Vikings

The Wilfs Must Balance Continuity and Culture With Their Next Hire

Photo Credit: Jeffrey Becker (USA TODAY Sports)

The Minnesota Vikings are a couple of good decisions away from being great. Unlike other teams with general manager and head coaching vacancies, they have the foundation of a winning team in place. Justin Jefferson is a transcendent superstar. Harrison Smith, Eric Kendricks, and Danielle Hunter give the defense something to build on. Kirk Cousins and Dalvin Cook have expensive contracts, but they give Minnesota’s next GM and coach veteran incumbents at two crucial spots.
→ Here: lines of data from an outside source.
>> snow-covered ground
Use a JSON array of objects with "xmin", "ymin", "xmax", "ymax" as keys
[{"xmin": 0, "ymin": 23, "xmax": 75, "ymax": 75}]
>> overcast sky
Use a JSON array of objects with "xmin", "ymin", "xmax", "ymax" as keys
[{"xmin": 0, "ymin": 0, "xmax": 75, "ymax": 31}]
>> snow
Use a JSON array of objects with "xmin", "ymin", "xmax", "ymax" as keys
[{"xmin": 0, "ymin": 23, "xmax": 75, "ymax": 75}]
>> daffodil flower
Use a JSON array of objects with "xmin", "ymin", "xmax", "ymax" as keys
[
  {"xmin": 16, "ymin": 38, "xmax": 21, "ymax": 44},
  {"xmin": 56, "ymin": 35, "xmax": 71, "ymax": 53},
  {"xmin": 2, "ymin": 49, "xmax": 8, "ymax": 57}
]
Choose the right coach and GM, and the Vikings can join the league’s upper-echelon franchises. We’re talking the Pittsburgh Steelers, Baltimore Ravens, and Seattle Seahawks. The (gasp) Green Bay Packers and the New Orleans Saints. Even the New England Patriots. But if the new GM misses on his coaching hire and gets nothing out of his first couple of drafts, Minnesota will remain in football purgatory. Or worse.

Continuity is what separates the NFL’s best organizations from the worst.
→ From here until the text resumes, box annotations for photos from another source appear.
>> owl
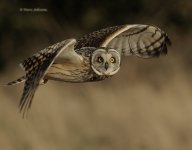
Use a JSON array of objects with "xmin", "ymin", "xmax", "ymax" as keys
[{"xmin": 3, "ymin": 24, "xmax": 171, "ymax": 115}]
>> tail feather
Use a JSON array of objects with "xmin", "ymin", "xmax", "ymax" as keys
[{"xmin": 1, "ymin": 76, "xmax": 26, "ymax": 86}]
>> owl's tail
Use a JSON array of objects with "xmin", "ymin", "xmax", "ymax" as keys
[{"xmin": 0, "ymin": 76, "xmax": 26, "ymax": 86}]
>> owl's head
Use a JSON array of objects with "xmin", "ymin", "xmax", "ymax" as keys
[{"xmin": 91, "ymin": 48, "xmax": 121, "ymax": 76}]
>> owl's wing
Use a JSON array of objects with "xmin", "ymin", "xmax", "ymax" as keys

  • Bill Belichick has lorded over the Pats since the turn of the century.
  • Mickey Loomis has been the GM in New Orleans since 2002. Sean Payton has coached them since 2006.
  • Kevin Colbert has been the Steelers’ GM since 2000. Mike Tomlin has coached them since 2007.
  • Ozzie Newsome was the GM in Baltimore from 2002 to 2018. Eric DeCosta, their current GM, has been with the Ravens since 1996. John Harbaugh has coached them since 2008.
  • Ted Thompson started running the Packers in 2005, and Brian Gutekunst took over in 2018 after spending 20 years in the organization. They probably held onto Mike McCarthy too long and nailed the Matt LaFleur hire in 2019.
  • John Schneider and Pete Carroll have been together in Seattle since 2010.

Continuity often gets conflated with mediocrity. Nobody wants Marvin Lewis and Andy Dalton; they want Zac Taylor and Joe Burrow. But an ownership group that seeks to have the same people in place are not settling for middling results. It’s a winning formula — but only if the people you have in place can win you a championship and you can be assured that your commitment to continuity doesn’t adversely affect the people you put in power.
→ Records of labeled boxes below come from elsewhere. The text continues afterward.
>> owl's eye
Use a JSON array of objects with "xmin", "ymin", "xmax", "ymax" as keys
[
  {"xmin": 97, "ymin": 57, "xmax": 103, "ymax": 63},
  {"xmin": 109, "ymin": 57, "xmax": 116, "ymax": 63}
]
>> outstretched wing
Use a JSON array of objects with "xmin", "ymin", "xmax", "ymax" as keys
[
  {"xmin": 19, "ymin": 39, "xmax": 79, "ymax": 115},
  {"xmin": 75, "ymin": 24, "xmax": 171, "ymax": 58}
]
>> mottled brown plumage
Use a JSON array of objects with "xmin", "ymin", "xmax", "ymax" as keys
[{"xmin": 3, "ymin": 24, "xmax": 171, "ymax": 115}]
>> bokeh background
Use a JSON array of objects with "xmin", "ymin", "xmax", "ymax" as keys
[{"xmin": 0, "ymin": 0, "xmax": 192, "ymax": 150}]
Rick Spielman had been with the Vikings since 2006 and took over as general manager in 2012. Mike Zimmer has coached them since 2014. Continuity turned Spielman into a recluse and Zimmer into a tyrant. Spielman spoke to the media only when required to by the league, and Zimmer failed to greet his players in the hallways and engineered a “fear-based” culture.

Both of them had their merits, as well. Spielman knew how to read the draft board, and he found value with his late selections. Zimmer’s defenses were innovative, and he maximized great players like Smith, Anthony Barr, and Xavier Rhodes.

But their once-endearing quirks became vices over time.

Spielman understood late-round value but started hoarding a concerning amount of picks. Trading for Sam Bradford seemed like warranted urgency. The Yannick Ngakoue and Chris Herndon deals seemed reckless. By being more available to the public, he would have better explained how he values picks and why he feels the need to add players immediately before the season.

Similarly, Zimmer was initially embraced for his curmudgeonly behavior. Who doesn’t embrace a guy who uses his platform to flame-broil McDonald’s for shorting him a burger? He loves his players, but he doesn’t suffer fools! In Zim we trust! However, he eventually became difficult to play for, especially for younger players. That’s not a winning formula in a league where rookies are expected to make an immediate impact.

What made their behavior particularly difficult to explain is that they had more job security than almost anyone else in the league. Spielman could botch a trade or miss on a draft class, and Zimmer didn’t have to win 10 games every year. They both had money left on their contracts when the Wilfs dismissed them.

Ultimately, the Wilfs will benefit from their commitment to continuity, even if Spielman and Zimmer never built a contender. Not only have the Vikings been relevant most of the time they’ve owned the team, but they have trusted people within the organization who are helping them with their GM and coaching search. Chief among them is cap wiz Rob Brzezinski, who has been with the organization since 1999.

It looks like they’ve narrowed down their GM search to Ryan Poles and Kwesi Adofo-Mensah. Whoever they choose will select the next coach. Maybe the Vikings will find their next Payton and Loomis or Tomlin and Colbert. But they might not.

The Wilfs aren’t football people, but they need to do two things. They need to ensure the people they have in place will take the Vikings to heights they never reached under Zimmer and Spielman. And they need to make sure that whoever they hire creates the culture they want and is transparent in their actions.